Il nuovo scenario per l’acquisizione dell’ex Ilva viene fuori dal vertice al Mimit e trova conferma nelle parole del presidente Decaro, con il presidente di Confindustria, Emanuele Orsini, che apre alla cordata italiana nella quale potrebbero esserci Marcegaglia, Pittini e Banzato, mentre pesa l’assenza di Arvedi.
L’idea nasce dopo il nuovo scenario determinato dalla decisione della Corte d’Appello di Milano, che ha disposto la chiusura dell’area a caldo, modificando di fatto il perimetro industriale dell’operazione. «Venendo a mancare la parte a caldo cambia l’oggetto», ha osservato Orsini, spiegando che proprio questo nuovo contesto rende oggi percorribile un’iniziativa del sistema industriale nazionale.
Al tavolo romano erano presenti alcuni dei maggiori gruppi italiani dell’acciaio: Marcegaglia, guidata da Antonio ed Emma Marcegaglia, rappresenta il principale trasformatore europeo di acciaio: con 36 stabilimenti nel mondo, oltre 7.800 dipendenti, circa 6,5 milioni di tonnellate di acciaio lavorate ogni anno e un fatturato superiore a 7,5 miliardi di euro e una presenza già radicata in Puglia.
Al confronto hanno preso parte anche il Gruppo Pittini, tra i principali produttori europei di acciai lunghi per edilizia e meccanica, con un giro d’affari attestato intorno ai 3 miliardi di euro, e Acciaierie Venete, controllata dalla famiglia Banzato, specializzata negli acciai speciali destinati all’automotive, alla meccanica, all’energia e ai macchinari industriali, con un fatturato superiore a 2 miliardi di euro.
A colpire è però soprattutto un’assenza.

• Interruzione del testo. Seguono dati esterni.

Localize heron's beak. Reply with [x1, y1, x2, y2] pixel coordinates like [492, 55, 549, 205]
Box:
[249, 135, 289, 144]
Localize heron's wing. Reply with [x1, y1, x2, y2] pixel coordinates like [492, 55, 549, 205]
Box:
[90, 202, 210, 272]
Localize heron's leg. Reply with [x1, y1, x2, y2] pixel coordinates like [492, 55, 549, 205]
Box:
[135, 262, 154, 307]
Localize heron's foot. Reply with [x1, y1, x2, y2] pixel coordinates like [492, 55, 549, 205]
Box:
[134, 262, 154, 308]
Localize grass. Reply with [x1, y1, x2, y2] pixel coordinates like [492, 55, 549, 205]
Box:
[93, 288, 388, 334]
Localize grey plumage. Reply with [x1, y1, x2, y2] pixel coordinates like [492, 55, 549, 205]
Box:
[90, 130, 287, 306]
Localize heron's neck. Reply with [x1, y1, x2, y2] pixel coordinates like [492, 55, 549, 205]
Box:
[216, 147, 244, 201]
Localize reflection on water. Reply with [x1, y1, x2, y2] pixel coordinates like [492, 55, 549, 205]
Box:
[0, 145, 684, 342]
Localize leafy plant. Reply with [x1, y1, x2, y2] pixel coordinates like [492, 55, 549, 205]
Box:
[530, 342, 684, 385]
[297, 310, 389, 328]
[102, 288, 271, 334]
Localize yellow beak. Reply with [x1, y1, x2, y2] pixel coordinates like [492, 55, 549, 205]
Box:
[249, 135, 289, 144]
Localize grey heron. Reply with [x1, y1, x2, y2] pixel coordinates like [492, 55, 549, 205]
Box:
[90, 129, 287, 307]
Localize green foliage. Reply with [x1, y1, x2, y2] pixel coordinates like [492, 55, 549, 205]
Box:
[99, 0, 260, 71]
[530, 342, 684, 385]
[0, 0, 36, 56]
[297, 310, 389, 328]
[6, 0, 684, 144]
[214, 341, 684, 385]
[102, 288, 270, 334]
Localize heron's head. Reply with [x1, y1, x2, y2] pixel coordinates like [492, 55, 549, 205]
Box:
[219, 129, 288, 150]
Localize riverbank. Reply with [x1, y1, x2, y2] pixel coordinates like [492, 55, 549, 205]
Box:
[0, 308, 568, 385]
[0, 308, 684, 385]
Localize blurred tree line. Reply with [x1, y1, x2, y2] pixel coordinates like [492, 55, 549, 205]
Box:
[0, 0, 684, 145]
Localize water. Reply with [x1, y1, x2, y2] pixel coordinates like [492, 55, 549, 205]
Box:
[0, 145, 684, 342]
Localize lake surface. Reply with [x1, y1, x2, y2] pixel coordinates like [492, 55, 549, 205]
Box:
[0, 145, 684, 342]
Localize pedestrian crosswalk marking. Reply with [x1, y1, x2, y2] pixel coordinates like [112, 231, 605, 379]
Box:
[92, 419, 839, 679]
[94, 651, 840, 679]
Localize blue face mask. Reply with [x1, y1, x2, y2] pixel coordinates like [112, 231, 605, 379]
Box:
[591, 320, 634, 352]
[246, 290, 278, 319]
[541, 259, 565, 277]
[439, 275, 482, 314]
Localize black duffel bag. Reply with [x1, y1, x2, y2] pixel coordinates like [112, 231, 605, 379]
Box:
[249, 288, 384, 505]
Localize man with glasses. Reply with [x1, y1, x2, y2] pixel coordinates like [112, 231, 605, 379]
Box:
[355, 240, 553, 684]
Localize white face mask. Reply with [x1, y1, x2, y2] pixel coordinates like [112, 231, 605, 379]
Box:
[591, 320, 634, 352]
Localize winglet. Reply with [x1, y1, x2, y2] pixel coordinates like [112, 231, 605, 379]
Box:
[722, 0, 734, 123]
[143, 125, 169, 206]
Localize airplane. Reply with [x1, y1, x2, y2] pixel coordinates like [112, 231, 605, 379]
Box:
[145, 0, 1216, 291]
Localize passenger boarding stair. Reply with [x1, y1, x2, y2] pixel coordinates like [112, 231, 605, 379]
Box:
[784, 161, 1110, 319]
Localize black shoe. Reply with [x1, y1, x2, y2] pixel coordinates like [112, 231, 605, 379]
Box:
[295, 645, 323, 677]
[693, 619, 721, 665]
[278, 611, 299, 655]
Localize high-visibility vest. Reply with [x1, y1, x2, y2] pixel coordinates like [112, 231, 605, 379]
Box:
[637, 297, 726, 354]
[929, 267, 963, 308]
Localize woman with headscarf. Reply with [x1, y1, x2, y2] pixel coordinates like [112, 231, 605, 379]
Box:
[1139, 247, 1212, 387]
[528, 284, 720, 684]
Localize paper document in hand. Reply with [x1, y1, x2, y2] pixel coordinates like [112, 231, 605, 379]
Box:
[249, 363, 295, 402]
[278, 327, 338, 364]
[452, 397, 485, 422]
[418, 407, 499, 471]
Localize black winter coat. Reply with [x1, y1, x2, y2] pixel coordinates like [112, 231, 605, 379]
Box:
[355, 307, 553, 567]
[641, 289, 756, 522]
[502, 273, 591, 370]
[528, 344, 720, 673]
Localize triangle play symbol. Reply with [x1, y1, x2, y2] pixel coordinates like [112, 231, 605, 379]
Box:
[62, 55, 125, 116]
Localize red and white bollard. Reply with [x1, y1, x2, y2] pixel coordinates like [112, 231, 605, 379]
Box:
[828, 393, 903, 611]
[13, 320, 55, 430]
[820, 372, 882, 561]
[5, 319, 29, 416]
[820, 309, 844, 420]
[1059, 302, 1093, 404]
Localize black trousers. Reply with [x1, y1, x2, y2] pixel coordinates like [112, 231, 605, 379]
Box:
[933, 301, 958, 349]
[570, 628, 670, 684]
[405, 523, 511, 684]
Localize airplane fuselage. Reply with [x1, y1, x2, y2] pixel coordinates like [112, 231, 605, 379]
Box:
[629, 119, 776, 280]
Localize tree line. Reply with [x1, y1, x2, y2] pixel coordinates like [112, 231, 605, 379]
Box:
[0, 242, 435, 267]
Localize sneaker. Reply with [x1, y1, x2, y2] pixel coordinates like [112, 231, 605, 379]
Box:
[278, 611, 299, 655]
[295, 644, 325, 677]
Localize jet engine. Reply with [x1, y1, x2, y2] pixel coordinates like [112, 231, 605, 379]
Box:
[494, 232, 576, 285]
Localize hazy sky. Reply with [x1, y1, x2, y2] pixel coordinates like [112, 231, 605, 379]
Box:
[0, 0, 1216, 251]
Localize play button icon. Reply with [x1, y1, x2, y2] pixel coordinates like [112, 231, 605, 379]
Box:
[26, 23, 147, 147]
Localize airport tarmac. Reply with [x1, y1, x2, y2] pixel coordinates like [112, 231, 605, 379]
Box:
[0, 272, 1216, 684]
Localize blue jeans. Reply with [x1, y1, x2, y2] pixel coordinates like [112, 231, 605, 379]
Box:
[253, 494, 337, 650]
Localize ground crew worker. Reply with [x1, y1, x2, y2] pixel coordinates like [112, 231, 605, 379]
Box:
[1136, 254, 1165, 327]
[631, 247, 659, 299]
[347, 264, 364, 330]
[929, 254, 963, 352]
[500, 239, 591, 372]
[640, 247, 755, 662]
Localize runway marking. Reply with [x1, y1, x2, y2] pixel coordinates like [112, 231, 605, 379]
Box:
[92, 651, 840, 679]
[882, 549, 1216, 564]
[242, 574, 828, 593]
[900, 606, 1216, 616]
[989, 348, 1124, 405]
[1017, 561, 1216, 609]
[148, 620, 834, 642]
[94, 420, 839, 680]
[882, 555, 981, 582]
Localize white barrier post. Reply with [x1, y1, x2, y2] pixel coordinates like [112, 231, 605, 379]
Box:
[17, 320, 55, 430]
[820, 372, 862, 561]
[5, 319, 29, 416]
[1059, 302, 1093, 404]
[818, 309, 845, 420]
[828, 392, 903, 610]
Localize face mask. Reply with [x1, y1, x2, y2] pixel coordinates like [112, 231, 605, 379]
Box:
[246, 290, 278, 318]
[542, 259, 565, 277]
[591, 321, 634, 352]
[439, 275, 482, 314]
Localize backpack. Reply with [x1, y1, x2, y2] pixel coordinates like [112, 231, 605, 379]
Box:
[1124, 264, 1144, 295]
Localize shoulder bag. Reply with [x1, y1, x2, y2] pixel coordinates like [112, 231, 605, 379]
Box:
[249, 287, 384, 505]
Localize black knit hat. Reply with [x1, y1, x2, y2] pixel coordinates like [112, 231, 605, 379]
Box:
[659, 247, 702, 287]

Al tavolo non sedeva il Gruppo Arvedi, guidato da Giovanni Arvedi, primo produttore siderurgico italiano e il soggetto con la maggiore capacità industriale e finanziaria per affrontare un’operazione delle dimensioni dell’ex Ilva.

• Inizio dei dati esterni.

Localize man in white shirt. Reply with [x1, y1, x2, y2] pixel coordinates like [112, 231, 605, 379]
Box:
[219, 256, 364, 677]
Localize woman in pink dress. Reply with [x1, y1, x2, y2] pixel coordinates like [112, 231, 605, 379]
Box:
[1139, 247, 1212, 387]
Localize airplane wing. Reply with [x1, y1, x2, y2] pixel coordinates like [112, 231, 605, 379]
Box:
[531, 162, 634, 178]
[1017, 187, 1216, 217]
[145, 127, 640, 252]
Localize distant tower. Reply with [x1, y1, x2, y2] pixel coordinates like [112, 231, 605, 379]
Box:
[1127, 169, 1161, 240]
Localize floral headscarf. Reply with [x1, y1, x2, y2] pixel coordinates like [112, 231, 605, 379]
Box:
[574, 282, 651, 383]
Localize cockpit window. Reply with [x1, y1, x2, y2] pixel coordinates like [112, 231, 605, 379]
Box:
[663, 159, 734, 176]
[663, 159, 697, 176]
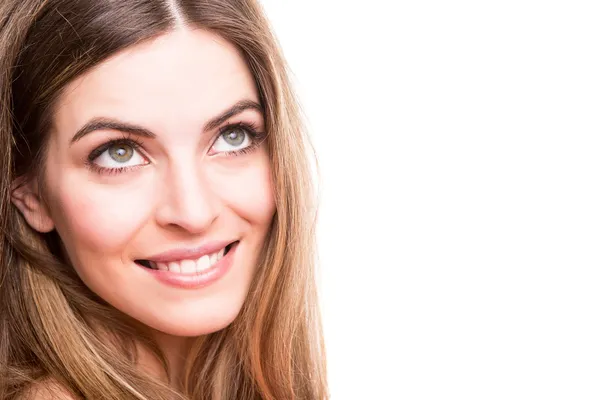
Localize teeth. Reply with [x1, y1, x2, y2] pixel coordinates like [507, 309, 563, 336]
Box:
[156, 263, 169, 271]
[196, 256, 210, 272]
[181, 260, 196, 274]
[149, 248, 225, 274]
[169, 262, 181, 272]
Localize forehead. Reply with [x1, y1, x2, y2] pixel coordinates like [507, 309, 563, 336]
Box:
[54, 30, 258, 134]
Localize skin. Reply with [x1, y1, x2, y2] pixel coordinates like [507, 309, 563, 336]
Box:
[13, 30, 275, 384]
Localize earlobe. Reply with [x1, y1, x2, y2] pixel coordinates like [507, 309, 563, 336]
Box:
[11, 179, 54, 233]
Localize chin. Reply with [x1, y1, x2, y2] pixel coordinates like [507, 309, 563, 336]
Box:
[140, 299, 243, 337]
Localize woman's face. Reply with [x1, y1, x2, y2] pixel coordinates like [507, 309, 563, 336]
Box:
[22, 30, 275, 336]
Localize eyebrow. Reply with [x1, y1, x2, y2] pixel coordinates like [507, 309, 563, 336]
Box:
[71, 100, 263, 145]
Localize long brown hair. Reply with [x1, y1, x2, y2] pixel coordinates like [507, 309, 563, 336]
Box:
[0, 0, 328, 400]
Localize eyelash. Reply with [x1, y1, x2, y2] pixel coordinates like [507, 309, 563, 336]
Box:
[86, 122, 266, 175]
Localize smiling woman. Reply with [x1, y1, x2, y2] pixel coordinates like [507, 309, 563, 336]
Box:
[0, 0, 327, 399]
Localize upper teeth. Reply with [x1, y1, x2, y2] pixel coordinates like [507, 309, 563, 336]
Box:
[150, 248, 225, 274]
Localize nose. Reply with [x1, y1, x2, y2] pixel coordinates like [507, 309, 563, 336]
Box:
[156, 160, 219, 234]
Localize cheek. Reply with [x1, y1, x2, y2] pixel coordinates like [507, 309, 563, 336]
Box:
[53, 173, 150, 253]
[219, 155, 275, 223]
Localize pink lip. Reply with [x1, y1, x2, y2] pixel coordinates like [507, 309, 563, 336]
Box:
[140, 239, 239, 289]
[147, 240, 233, 263]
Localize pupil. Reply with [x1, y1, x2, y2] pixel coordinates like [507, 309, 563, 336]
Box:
[108, 144, 133, 163]
[225, 131, 245, 146]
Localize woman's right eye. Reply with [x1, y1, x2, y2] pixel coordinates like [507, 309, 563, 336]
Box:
[90, 141, 148, 170]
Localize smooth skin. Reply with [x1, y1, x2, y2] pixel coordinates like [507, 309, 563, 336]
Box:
[13, 29, 275, 384]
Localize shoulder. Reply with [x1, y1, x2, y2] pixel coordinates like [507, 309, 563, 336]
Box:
[18, 379, 76, 400]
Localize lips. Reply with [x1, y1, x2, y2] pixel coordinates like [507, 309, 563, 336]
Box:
[135, 241, 239, 274]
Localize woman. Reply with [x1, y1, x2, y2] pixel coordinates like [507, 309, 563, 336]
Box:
[0, 0, 327, 400]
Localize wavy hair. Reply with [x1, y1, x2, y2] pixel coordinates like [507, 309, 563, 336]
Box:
[0, 0, 328, 400]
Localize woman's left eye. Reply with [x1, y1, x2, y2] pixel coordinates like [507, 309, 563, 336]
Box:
[90, 142, 148, 169]
[213, 126, 256, 153]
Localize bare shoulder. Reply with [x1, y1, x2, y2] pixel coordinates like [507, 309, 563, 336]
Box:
[18, 379, 76, 400]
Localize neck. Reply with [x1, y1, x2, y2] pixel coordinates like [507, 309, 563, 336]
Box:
[139, 332, 197, 389]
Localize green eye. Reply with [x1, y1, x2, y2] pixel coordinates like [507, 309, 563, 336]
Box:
[108, 143, 134, 163]
[223, 129, 246, 146]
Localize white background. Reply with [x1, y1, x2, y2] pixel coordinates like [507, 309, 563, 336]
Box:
[262, 0, 600, 400]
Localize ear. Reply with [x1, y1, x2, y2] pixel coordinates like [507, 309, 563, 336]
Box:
[11, 179, 54, 233]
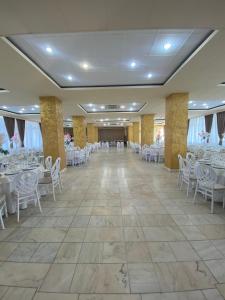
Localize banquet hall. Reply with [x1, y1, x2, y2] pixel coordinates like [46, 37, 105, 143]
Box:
[0, 0, 225, 300]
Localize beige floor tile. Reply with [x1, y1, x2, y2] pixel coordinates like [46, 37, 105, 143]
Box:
[126, 242, 151, 263]
[102, 242, 126, 263]
[84, 227, 123, 242]
[40, 264, 76, 293]
[148, 242, 176, 262]
[124, 227, 145, 242]
[169, 241, 199, 261]
[0, 262, 49, 287]
[143, 226, 185, 242]
[55, 243, 82, 264]
[128, 263, 160, 293]
[1, 287, 36, 300]
[34, 292, 78, 300]
[155, 261, 216, 292]
[71, 264, 130, 293]
[78, 243, 103, 263]
[64, 227, 86, 243]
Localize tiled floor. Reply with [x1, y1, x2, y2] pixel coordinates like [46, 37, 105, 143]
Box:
[0, 150, 225, 300]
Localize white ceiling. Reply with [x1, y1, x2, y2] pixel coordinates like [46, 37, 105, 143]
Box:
[9, 29, 210, 87]
[0, 0, 225, 122]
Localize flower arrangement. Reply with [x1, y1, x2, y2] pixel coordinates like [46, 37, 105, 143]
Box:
[198, 130, 210, 143]
[0, 133, 9, 155]
[64, 133, 72, 146]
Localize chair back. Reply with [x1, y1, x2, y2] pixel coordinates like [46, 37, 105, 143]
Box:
[45, 156, 52, 171]
[13, 171, 38, 196]
[195, 164, 217, 187]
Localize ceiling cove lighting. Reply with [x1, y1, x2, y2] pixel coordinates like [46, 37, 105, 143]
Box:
[81, 62, 89, 70]
[163, 43, 172, 50]
[45, 47, 52, 54]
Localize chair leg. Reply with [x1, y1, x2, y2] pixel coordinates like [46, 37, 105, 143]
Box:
[52, 184, 56, 201]
[0, 210, 5, 229]
[194, 183, 198, 203]
[211, 190, 214, 214]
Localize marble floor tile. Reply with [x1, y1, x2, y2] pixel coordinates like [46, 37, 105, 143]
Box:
[0, 262, 49, 287]
[40, 264, 76, 293]
[1, 287, 36, 300]
[78, 243, 104, 263]
[71, 264, 130, 294]
[128, 263, 160, 293]
[126, 242, 151, 263]
[84, 227, 123, 242]
[55, 243, 81, 264]
[155, 261, 216, 292]
[191, 241, 223, 260]
[148, 242, 176, 262]
[33, 292, 78, 300]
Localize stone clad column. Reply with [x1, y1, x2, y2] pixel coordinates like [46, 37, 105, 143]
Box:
[141, 114, 155, 146]
[128, 125, 133, 142]
[40, 96, 66, 169]
[87, 123, 98, 144]
[72, 116, 87, 148]
[165, 93, 189, 169]
[133, 122, 140, 144]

Il gruppo cremonese, che supera i 5 miliardi di euro di fatturato ed è leader negli acciai piani, negli impianti di laminazione e nella produzione destinata ad automotive, nel 2016 aveva partecipato alla gara per l’Ilva all’interno della cordata AcciaItalia, insieme a Jindal, Cassa Depositi e Prestiti e Del Vecchio, poi sconfitta dall’offerta ArcelorMittal-Marcegaglia. Sullo sfondo rimane infatti l’offerta del gruppo indiano Jindal Steel International.